Birinci Temada, Türkiye, Türkiye hakkında bilinmesi gereken bilgiler var. Osmanlı ve Türk mutfağı, Akdeniz diyeti hakkında bilgi. Atatürk ve Türkiye hakkında bilgi. Kapalı çarşı, Boğaziçi ve Boğaziçi köprülerihakkında bilgiler ve Kendilerinin tanıtımı var…kim oldukları, şimdiye kadar neler yaptıkları, şimdi ne yapmayı hedeflemişler…

İkinci Temada, Türk yemekleri, yemeğin içindekiler (ki kırmızı mercimek gibi birçok şey burda olmadığı için ithal ediyorlar), yemeğin yöresi ve tarihçesi. Zeytinyağı, Yoğurt, patlıcan, kuru yemişlerimiz ve kahvemiz, Türk Kahvesi…Kahve Falı, Türk Lokumu hakkında geniş bilgi verilmiş...

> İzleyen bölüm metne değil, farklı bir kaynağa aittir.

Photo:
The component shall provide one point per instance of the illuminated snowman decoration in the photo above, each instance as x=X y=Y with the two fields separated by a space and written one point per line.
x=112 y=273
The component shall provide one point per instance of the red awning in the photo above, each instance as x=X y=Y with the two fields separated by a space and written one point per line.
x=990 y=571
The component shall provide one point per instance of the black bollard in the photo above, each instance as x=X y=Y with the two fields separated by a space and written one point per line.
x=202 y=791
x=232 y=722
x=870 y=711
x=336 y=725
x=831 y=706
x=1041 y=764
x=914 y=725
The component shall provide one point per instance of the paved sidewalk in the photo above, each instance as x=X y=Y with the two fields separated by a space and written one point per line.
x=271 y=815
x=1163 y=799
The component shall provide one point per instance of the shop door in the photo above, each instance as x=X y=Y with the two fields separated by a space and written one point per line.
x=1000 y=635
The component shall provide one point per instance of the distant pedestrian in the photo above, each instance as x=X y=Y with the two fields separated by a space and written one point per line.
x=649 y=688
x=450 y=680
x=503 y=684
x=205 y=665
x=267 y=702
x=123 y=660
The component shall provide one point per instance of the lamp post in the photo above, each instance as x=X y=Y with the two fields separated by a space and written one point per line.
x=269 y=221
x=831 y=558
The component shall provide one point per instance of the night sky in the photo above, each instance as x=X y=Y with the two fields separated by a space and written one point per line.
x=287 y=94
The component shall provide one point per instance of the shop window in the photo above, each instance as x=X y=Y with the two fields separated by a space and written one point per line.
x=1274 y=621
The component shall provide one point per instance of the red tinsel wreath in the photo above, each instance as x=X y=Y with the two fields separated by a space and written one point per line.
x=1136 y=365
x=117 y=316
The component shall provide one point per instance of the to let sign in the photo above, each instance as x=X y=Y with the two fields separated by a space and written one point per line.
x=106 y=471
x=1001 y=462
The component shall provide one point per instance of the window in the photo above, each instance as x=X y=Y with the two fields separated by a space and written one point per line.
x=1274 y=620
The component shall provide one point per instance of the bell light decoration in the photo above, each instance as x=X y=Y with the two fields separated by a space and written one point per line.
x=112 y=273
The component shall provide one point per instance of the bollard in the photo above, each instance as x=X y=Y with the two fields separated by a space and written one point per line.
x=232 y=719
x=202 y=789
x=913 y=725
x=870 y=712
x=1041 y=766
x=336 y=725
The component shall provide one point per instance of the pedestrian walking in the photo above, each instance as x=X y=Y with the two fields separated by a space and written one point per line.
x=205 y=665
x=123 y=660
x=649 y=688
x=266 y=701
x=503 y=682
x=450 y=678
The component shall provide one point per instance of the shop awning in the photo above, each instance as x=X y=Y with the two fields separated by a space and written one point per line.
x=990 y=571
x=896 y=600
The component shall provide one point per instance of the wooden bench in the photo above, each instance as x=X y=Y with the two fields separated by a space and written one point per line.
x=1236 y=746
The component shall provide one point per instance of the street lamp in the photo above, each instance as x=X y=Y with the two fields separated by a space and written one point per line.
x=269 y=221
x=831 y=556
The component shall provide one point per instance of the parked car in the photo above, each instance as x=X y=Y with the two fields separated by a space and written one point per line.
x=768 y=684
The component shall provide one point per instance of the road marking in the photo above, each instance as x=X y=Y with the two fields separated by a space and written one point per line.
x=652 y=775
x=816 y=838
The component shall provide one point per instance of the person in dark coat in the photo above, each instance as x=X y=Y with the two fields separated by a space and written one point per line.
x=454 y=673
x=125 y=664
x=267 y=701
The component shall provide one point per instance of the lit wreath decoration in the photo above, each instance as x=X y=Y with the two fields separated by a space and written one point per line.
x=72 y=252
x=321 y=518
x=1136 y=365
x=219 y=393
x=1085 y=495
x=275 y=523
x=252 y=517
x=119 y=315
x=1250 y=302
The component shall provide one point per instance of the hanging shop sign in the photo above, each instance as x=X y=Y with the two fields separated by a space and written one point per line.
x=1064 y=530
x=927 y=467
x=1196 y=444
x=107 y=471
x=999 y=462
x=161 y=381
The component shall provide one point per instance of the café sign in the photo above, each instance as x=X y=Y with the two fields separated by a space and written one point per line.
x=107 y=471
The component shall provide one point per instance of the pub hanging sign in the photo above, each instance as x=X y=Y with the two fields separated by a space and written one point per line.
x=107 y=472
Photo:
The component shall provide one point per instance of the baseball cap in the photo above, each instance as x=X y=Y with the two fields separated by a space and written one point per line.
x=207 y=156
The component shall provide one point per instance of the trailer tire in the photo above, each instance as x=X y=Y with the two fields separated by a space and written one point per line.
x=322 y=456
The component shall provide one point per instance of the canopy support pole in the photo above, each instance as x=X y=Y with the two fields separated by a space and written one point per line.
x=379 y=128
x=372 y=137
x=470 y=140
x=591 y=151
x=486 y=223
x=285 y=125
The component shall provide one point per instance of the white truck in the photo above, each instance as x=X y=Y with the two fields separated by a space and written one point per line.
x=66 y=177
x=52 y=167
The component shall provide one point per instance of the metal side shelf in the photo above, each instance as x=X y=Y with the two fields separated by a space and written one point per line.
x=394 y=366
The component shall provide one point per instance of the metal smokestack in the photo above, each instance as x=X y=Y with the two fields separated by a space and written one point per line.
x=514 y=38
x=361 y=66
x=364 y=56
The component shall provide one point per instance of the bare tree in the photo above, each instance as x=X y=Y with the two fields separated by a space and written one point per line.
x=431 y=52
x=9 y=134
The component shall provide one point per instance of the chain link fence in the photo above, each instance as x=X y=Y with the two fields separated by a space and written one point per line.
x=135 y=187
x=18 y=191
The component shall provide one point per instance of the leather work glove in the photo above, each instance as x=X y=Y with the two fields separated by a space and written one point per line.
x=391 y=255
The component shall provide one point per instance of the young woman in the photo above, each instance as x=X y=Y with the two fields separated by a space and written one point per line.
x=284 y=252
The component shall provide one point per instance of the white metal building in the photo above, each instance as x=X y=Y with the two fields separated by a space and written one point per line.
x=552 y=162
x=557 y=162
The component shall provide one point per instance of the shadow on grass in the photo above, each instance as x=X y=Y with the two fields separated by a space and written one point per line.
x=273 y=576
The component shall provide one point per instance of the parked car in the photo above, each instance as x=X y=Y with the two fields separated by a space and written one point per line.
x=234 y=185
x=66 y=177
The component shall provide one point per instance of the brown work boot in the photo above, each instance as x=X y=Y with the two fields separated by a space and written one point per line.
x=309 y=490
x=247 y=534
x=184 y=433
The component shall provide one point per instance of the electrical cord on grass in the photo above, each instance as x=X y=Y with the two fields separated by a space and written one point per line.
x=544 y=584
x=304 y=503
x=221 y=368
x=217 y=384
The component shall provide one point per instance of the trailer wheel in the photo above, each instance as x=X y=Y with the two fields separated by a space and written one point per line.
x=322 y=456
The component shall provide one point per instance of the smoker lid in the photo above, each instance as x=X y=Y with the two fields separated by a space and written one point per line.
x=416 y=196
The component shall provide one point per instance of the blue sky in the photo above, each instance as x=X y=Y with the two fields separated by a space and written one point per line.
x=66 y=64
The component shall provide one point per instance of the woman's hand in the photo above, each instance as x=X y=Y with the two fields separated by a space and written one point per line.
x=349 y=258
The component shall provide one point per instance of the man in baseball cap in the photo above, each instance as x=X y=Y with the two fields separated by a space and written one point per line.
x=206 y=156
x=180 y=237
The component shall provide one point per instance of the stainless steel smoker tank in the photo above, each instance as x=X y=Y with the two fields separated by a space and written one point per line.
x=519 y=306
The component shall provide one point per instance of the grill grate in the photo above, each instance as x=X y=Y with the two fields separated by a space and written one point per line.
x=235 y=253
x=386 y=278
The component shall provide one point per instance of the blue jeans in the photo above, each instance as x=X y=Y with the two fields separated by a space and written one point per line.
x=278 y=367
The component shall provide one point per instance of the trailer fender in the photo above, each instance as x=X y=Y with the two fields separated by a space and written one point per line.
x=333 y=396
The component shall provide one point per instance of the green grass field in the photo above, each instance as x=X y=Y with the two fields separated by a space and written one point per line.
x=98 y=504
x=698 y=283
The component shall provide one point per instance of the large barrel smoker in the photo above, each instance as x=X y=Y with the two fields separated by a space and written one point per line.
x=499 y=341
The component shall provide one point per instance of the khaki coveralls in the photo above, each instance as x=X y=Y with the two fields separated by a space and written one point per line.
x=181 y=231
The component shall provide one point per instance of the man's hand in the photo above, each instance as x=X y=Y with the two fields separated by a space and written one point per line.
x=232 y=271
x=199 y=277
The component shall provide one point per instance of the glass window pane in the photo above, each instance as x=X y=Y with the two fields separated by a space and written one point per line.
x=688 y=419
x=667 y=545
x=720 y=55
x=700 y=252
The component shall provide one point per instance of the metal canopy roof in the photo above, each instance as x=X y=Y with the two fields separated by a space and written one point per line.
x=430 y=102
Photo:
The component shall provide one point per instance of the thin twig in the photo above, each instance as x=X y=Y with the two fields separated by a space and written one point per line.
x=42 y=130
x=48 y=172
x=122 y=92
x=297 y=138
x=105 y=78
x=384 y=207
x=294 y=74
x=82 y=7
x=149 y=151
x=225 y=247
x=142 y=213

Menü listesinde şu yemekler var:
a. Çorbalar: Ezogelin, kırmızı mercimek çorbası, Yoğurt çorbası.
b. Soğuk Yemekler: Zeytin tabağı, Zeytin yağlı dolma, Çerkez Tavuğu, Bufalo peynirli domates kulesi salatası, domatesli ekmek (Bruchetta)lı karışık )5 ayrı çesit zeytin Gemlik ve Aydın zeytinleri) zeyin tabağı, Havuç Salatalı ‘Hoş Geldin’ tabağı, Cacık, sucuk ve Pilaki ıle doldurulmus Midye…
c. Ana Yemekler: İskender, Kasap Köftesi, İstim Kebabı, Patlıcan Musakka, Sultan Tavuğu, Arnavut Ciğeri, Zeytin ezmeli Tavuk, Ali Nazik ve Mantı. Bu yemekler ile birlikte Bulgur Pilavı ve çoban salatası bir tabakta verilmekte.
d. Tatlılar, Baklava; cevizli ve fıstıklı, kabak tatlısı, Sütlaç; çikolatalı, hindistan cevizli ve Vanilyalı
e. Sıcak içecekler: çay ve Türk kahvesi, yandan çarklı Türk lokumlu (Hazer Baba)..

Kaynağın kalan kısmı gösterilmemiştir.